---
# Positional Index
---

## Preprocessing 
---
The index.html files are removed and 15 files from the SRE folder are shifted to stories folder. The resulting 467 files are preprocessed before creating the Positional Index. Following steps are undertaken to clean the document text:-

- Convert the text to lower case
- Perform word tokenization
- Remove punctuation marks from tokens
- Remove stopwords from tokens
- Remove blank space tokens

The documents' names, original texts and cleaned texts obtained after preprocessing are stored in a pickle file **stories_data.pkl**.

In [1]:
# Importing relevent modules for preprocessing

import re
import codecs
import pickle

from tqdm import tqdm
from pathlib import Path
from collections import OrderedDict, Counter 

from nltk.corpus import stopwords
from nltk.stem import WordNetLemmatizer
from nltk.tokenize import word_tokenize

In [2]:
# Reading the 467 documents and storing the document name and document text

Data = []
Unresolved = []

for i in Path("../Other/stories").glob("*"):
    try:
        with codecs.open(i,'r', encoding = 'utf-8', errors = 'ignore') as f:
            d = str(i).split('/')[-1]
            t =  ' '.join(f.readlines())
            Data.append({'doc_name' : d, 'text' : t})
    except:
        Unresolved.append(str(i))
        
print("Total Documents :",len(Data))
print("Unresolved Documents :",Unresolved)

Total Documents : 467
Unresolved Documents : []


In [3]:
# Function to clean text

def clean(text):
    
    # Converting text to lowercase
    text = text.lower()
    
    # Word Tokenization
    words = word_tokenize(text)
    
    # Removing all punctuation and unecessary characters from text
    for i in range(len(words)):
        words[i] = re.sub(r'[^a-z\s]',' ',words[i])
    
    # Removing stopwords from text
    stop_words = set(stopwords.words("english"))
    words = [w for w in words if not w in stop_words]
    
    # Removing blank spaces
    for i in range(len(words)):
        words[i]=words[i].strip()
        
    words = [i for i in words if i!='']
    
    cleaned_text = ' '.join(words)
    
    return cleaned_text

In [4]:
# Cleaning

for doc in tqdm(Data):
    doc['cleaned_text'] = clean(doc['text'])

100%|██████████| 467/467 [00:25<00:00, 17.96it/s]


In [5]:
# Sorting documents in Alphabetical order

Data.sort(key = lambda x:x['doc_name'])

In [6]:
# Resolving documents

docs = {}

for i in range(len(Data)):
    docs[i]={}
    docs[i]['name']= Data[i]['doc_name']
    docs[i]['size']= len(Data[i]['cleaned_text'].split())
    docs[i]['max_frequency'] = Counter(Data[i]['cleaned_text'].split()).most_common(1)[0][1]

In [7]:
# Dumping in Pickle File

pickle.dump(Data,open('../Dumps/stories_data.pkl','wb'))
pickle.dump(docs,open('../Dumps/stories_docs.pkl','wb'))

---
## Creating Positional Index
---
For creating the index we iterate through the cleaned document texts and store the document name as well as the position of the word in the document in the posting list of the term. 

In [8]:
# Loading Cleaned Data

Data = pickle.load(open('../Dumps/stories_data.pkl','rb'))

In [9]:
# Creating Index

index = {}
for doc in Data:
    for i,term in enumerate(doc['cleaned_text'].split()):
        if term in index:
            index[term].append((doc['doc_name'],i))
        else:
            index[term] = [(doc['doc_name'],i)]

In [10]:
# Dumping in Pickle File

pickle.dump(index,open('../Dumps/positional_index.pkl','wb'))

---
## Query System   
---
For query system, we first load the index from the saved pickle file.

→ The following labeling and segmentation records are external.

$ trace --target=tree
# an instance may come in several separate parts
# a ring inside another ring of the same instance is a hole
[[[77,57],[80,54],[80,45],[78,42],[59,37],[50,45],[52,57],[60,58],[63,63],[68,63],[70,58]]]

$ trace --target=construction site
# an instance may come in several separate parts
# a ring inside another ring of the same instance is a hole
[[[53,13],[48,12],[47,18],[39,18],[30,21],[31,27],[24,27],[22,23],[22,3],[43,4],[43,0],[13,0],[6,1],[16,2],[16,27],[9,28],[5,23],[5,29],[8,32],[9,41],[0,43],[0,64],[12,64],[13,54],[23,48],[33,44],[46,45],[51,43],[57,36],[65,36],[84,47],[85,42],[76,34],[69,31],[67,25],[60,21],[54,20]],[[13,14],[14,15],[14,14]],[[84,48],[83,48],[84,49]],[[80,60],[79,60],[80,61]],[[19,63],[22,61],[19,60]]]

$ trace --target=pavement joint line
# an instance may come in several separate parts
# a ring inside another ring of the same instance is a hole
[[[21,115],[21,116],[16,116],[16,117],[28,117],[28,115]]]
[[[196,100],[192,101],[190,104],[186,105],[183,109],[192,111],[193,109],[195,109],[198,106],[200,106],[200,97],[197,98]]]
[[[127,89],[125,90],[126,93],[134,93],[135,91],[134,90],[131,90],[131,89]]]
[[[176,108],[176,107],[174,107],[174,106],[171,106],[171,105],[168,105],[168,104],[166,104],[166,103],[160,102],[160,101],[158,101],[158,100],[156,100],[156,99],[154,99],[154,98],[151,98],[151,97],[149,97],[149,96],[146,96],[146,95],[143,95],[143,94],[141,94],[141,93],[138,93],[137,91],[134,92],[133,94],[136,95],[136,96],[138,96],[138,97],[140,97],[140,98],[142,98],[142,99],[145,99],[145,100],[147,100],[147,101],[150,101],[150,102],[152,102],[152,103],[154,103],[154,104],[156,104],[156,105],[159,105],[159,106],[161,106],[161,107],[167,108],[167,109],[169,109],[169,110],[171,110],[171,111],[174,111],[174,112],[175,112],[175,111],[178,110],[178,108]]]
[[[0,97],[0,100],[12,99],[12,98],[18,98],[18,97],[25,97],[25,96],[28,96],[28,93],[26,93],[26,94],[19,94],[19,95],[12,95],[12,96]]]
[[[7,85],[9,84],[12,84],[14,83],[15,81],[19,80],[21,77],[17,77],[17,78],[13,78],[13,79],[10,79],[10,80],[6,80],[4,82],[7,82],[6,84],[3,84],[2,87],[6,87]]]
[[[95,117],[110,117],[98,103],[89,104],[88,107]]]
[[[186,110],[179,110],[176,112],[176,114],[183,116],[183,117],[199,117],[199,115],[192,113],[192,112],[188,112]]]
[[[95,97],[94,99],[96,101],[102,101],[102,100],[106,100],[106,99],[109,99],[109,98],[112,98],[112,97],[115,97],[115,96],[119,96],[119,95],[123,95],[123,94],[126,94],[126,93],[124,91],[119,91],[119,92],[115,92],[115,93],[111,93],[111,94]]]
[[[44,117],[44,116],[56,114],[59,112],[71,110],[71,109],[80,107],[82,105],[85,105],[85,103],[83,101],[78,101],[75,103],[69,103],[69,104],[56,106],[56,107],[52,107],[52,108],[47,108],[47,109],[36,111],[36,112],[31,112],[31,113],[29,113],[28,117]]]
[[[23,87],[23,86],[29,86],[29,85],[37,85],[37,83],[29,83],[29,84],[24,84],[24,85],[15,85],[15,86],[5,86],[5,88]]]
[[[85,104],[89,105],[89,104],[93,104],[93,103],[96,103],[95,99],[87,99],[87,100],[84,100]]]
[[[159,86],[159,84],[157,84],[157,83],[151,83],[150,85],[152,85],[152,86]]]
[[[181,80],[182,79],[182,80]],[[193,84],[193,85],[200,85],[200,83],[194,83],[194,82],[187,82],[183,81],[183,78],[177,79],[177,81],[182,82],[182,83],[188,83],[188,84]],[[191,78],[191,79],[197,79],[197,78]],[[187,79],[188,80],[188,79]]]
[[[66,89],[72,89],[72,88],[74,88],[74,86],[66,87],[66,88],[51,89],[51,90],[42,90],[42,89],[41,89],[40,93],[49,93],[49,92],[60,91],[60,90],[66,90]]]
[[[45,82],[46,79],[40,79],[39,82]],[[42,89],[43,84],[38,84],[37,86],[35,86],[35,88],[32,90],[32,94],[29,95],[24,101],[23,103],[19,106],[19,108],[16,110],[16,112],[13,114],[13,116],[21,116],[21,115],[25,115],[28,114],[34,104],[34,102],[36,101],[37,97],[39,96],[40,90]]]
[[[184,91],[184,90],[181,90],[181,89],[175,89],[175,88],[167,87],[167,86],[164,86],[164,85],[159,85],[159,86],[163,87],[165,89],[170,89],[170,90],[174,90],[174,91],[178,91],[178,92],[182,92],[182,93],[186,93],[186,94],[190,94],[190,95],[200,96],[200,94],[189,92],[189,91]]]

Then we create pointers for all the words in the query and try to find the documents which contain all the words of the query in the correct order using the positional index created.

In [11]:
# Loading the Index

index = pickle.load(open('../Dumps/positional_index.pkl','rb'))

In [12]:
# Phrase Query Processing

def phrase_query(index,query):
    
    cleaned_query = clean(query).split()
    m = len(cleaned_query)
    pointers = [0 for i in range(m)]
    answer = []
    flag = True
    
    for i in range(m):
        if cleaned_query[i] not in index:
            flag = False
            break
            
    test = 0
    
    while flag:
        
        test += 1
        for i in range(m):
            if pointers[i] == len(index[cleaned_query[i]]):
                flag = False
                break
                
        if flag == False:
            break

        for i in range(1,m):
            if index[cleaned_query[i]][pointers[i]][0] != index[cleaned_query[0]][pointers[0]][0]:
                flag = False
                break
        
        if flag:
            for i in range(1,m):
                if index[cleaned_query[i]][pointers[i]][1] - index[cleaned_query[i-1]][pointers[i-1]][1] != 1:
                    flag = False
                    break
            if flag:
                answer.append(index[cleaned_query[0]][pointers[0]][0])
        
        j = 0
        for i in range(1,m):
            if index[cleaned_query[j]][pointers[j]] > index[cleaned_query[i]][pointers[i]]:
                j = i
        pointers[j] += 1
        flag = True
    unique = {}
    for i in answer:
        unique[i] = 1
    return list(unique.keys())

In [13]:
query = "good day"
results = phrase_query(index,query)
print('Number Of Documents Retrieved:',len(results))
print('List Of Documents Retrieved:- \n')
for i in results:
    print(i)

Number Of Documents Retrieved: 21
List Of Documents Retrieved:- 

13chil.txt
aesop11.txt
aesopa10.txt
brain.damage
breaks2.asc
bruce-p.txt
enchdup.hum
fantasy.hum
fantasy.txt
fic5
forgotte
history5.txt
horswolf.txt
hound-b.txt
mazarin.txt
melissa.txt
outcast.dos
sick-kid.txt
srex.txt
startrek.txt
superg1


---